Cliquez ici pour voir le reportage de TV Vendée du 10 septembre sur l’invasion d’algues de cet été sur les plages de l’Épine et La Guérinière. Marie-France Léculée (maire de la Guérinière), Robert Burgaudeau (adjoint au maire de l’Épine) et Fanny Collier (Communauté de communes) expliquent le problème et rassurent le public.

Une réflexion au sujet de « Nos algues ne sont pas dangereuses … »

  1. J’espère que ce n’est pas une simple opération de communication pour rassurer. Mais une question demeure, pourquoi les algues sur la plage de Barbâtre, trés abondantes aussi, ne sont-elles pas nauséabondes ? Sont-elles d’une autre nature ? J’attends une information plus dense et plus précise de la part de nos édiles.
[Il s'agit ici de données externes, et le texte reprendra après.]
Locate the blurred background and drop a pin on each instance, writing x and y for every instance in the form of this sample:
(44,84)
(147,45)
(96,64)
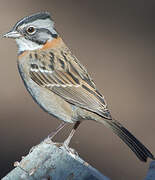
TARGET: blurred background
(114,40)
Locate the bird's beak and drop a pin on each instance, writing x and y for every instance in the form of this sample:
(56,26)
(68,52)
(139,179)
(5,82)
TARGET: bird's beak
(12,34)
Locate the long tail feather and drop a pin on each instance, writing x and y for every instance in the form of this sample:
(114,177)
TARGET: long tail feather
(134,144)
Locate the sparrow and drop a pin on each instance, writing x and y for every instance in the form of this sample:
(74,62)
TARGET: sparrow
(59,83)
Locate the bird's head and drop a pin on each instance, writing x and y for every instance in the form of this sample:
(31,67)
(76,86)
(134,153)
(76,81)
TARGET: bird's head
(33,32)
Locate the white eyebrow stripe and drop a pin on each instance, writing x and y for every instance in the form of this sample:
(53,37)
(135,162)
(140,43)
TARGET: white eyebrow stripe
(46,23)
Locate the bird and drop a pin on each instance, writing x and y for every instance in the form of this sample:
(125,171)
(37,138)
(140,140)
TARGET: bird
(59,83)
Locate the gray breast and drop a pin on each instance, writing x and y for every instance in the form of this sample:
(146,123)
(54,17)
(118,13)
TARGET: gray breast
(45,98)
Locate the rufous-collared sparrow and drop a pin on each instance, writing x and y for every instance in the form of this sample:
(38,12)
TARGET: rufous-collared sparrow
(59,83)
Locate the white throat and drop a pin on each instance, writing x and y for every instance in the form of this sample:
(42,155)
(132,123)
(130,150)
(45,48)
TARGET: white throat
(25,45)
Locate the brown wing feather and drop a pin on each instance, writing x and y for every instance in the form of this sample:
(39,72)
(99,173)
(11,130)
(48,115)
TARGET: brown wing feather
(70,80)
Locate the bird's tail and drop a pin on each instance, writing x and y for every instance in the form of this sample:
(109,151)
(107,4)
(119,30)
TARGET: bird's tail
(134,144)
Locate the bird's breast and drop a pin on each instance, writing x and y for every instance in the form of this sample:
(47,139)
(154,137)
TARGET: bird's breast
(46,99)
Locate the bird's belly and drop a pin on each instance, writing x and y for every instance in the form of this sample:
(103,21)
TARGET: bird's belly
(50,102)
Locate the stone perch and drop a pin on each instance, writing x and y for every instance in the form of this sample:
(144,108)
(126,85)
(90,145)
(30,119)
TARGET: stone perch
(51,161)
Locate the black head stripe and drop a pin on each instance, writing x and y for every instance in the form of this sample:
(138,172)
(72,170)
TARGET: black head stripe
(28,19)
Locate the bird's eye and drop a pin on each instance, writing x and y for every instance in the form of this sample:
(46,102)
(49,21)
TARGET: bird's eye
(31,30)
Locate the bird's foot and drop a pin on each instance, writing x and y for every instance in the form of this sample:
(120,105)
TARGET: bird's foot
(68,149)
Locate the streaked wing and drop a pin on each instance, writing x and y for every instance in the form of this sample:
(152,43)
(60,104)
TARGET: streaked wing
(65,80)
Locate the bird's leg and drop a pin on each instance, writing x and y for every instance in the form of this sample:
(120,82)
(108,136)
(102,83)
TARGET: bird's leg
(67,141)
(51,135)
(61,126)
  2. Vidéo de TV Vendée:Très beau support pour des commentaires confus, imprécis et sentant le réchauffé.
    1° Le journaliste confond algues brunes avec les algues vertes prétendant que le pourrissement des algues brunes produirait du H2S. FAUX. Ledit pourrissement aurait plutôt à mon avis une odeur d’iode que d’oêuf pourri. Tous les débuts d’hivers nous sommes bon nombre de noirmoutrins à récolter des algues brunes et ce, pour ma part depuis une soixantaine d’années pour engraisser « mâ gobet ».
    2° Mme La Maire de la Guérinière ne nous apprend rien de nouveau. Il eut été préférable de nous donner les résultats des prélèvements d’air effectués au mois d’aout sur les plages pour lever nos inquiétudes….à moins que…???
    3° L’adjoint de l’épine attend sa corde à faire tourner les vents et le commentaire de la représentante de la Com de Com avec ses échantillons d’algues soigneusement triés dans sa menotte n’a pas suffi à me rassurer du tout.

  3. Cela a malheureusement l’aspect d’une opération de communication, de plus tardive.
    On peut comprendre qu’il ait eu cet été un effet de surprise avec l’afflux important de diverses algues et donc un grand flou et un manque de communication pendant la période estivale.
    L’important maintenant est de réfléchir à un plan d’action, d’organisation spécialement pour l’été prochain.
    Les mêmes conditions d’environnement pouvant très bien se représenter, même plus graves, la Bretagne Nord en fournit malheureusement un exemple.